January 11, 2009

Cheap Gear

M. and I went to Colorado Springs earlier this week and stopped by our favorite department store, the ARC thrift store at 1830 W. Uintah St. It is large, well-organized, and full of cheap gear.

Stuff that did not exist when I was younger ...

A few weeks ago, M.'s winter parka experienced catastrophic zipper failure. At ARC, she picked up a like-new Columbia Omni-Tech parka for $20. (List price about $120.)

This was my day: A Cabela's "chamois cloth" shirt, maybe a discarded Christmas present worn once to please the giver, for $7.

Barely worn athletic shoes, $4, list price $49.95.

I don't normally buy used footwear, ski boots sometimes excepted, unless they are new or like-new and not shaped to the previous owner's foot. But sometimes you find new boots and shoes on the shelf -- shop-worn merchandise donated by retailers?

Like some no-name Chinese snow boots (with extra melamine): too clunky for long walks, but fine for going to the woodpile, short dog walks, or wearing into town on snowy or slushy days. Ten bucks.
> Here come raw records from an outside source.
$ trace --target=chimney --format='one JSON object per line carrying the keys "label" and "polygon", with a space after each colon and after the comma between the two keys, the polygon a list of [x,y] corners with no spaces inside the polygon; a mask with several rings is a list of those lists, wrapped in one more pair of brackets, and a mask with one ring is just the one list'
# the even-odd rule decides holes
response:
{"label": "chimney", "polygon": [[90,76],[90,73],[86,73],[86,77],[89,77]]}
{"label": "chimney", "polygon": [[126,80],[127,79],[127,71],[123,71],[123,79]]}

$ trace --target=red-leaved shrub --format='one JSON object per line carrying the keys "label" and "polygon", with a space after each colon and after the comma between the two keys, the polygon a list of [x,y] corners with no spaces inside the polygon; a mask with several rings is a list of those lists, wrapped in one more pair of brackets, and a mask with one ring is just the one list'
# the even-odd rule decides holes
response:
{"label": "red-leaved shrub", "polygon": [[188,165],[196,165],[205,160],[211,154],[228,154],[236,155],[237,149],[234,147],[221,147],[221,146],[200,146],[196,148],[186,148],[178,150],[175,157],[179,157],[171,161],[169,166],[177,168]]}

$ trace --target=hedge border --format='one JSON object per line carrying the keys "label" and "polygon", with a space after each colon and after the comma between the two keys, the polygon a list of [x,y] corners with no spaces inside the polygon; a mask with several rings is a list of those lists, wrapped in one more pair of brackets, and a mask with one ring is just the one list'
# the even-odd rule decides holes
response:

Into my head floated the memory of a winter camping trip at Rocky Mountain National Park's Bear Lake with my Boy Scout troop from Fort Collins when I was 13 or so.
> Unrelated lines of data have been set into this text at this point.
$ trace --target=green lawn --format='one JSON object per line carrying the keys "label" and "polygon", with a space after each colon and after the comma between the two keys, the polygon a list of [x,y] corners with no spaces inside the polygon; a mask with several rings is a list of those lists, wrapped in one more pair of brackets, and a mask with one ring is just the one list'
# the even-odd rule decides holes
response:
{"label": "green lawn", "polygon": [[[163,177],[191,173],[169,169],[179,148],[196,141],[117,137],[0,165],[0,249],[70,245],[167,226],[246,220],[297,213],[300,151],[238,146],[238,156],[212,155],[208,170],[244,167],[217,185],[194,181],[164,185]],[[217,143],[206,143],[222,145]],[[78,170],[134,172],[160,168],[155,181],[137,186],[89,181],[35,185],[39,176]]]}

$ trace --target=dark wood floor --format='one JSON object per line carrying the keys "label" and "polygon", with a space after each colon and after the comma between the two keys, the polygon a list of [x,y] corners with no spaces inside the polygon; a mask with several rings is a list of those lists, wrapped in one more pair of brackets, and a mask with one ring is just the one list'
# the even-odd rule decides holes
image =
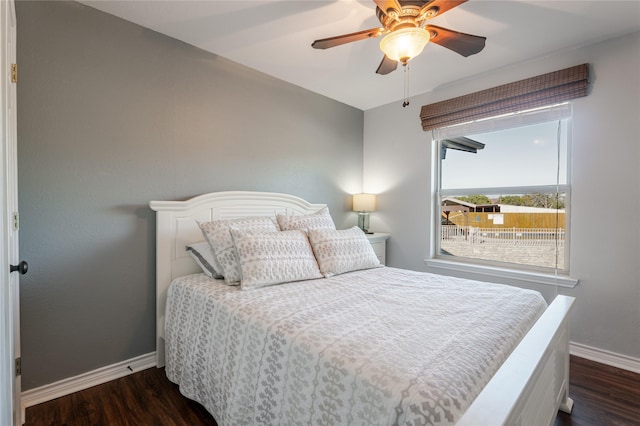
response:
{"label": "dark wood floor", "polygon": [[29,407],[25,420],[25,426],[216,426],[204,407],[180,394],[164,368]]}
{"label": "dark wood floor", "polygon": [[[558,414],[554,426],[640,425],[640,374],[572,356],[569,393],[573,413]],[[26,426],[215,424],[157,368],[30,407],[26,413]]]}
{"label": "dark wood floor", "polygon": [[640,425],[640,374],[574,356],[569,374],[573,412],[554,426]]}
I was wearing jeans. And no one said anything, because that was pretty normal back then. (Even the ski patrolers wore jeans, to show that they were too cool to fall down and get them wet.) Of course, my jeans froze stiff from the knees down. The only other option might have been some Army-surplus wool trousers from Jax Surplus, if someone had suggested that.

Long underwear: cotton or some cotton-polyester blend?

Foot gear: well-oiled leather Wellingtons. And I wore them snowshoeing. It's what I had.

Sleeping bag: Army-surplus down-and-feathers bag, probably Korean War vintage, with a short foam rubber pad underneath--and not closed-cell foam, but something taken off a chaise longue, as I recall.

I don't remember what sort of coat I had -- some flimsy parka, most likely.

The second evening, the Scout leaders took us to see some wildlife movies in a heated Park Service building. Even then, I wondered if the main reason for that was the movies or just to get the boys warmed up before crawling into our miserable sleeping bags.

No harm done. We all survived and even enjoyed parts of it.

But I could walk around in the ARC store today and find cheap gear better than what Holubar Mountaineering was selling then (except for their down-filled sleeping bags).

3 comments:

mdmnm said...

Pretty amazing how much good gear is available now days, isn't it? Polypro and thermax long underwear, that actually dry out with exertion if you get your pants wet with snow or rain, is fantastic stuff and makes life so much more comfortable.

Nice finds!

Peculiar said...

Yup, it's kinda mindblowing how much standards have risen even in my lifetime. But I must admit, when I get out I'm clad head to toe in cotton far more often than not. Of course, I know when I ought to take the stuff off and get into some fleece.

Chas S. Clifton said...

Yes, there was life before Polartec, although it is hard to remember.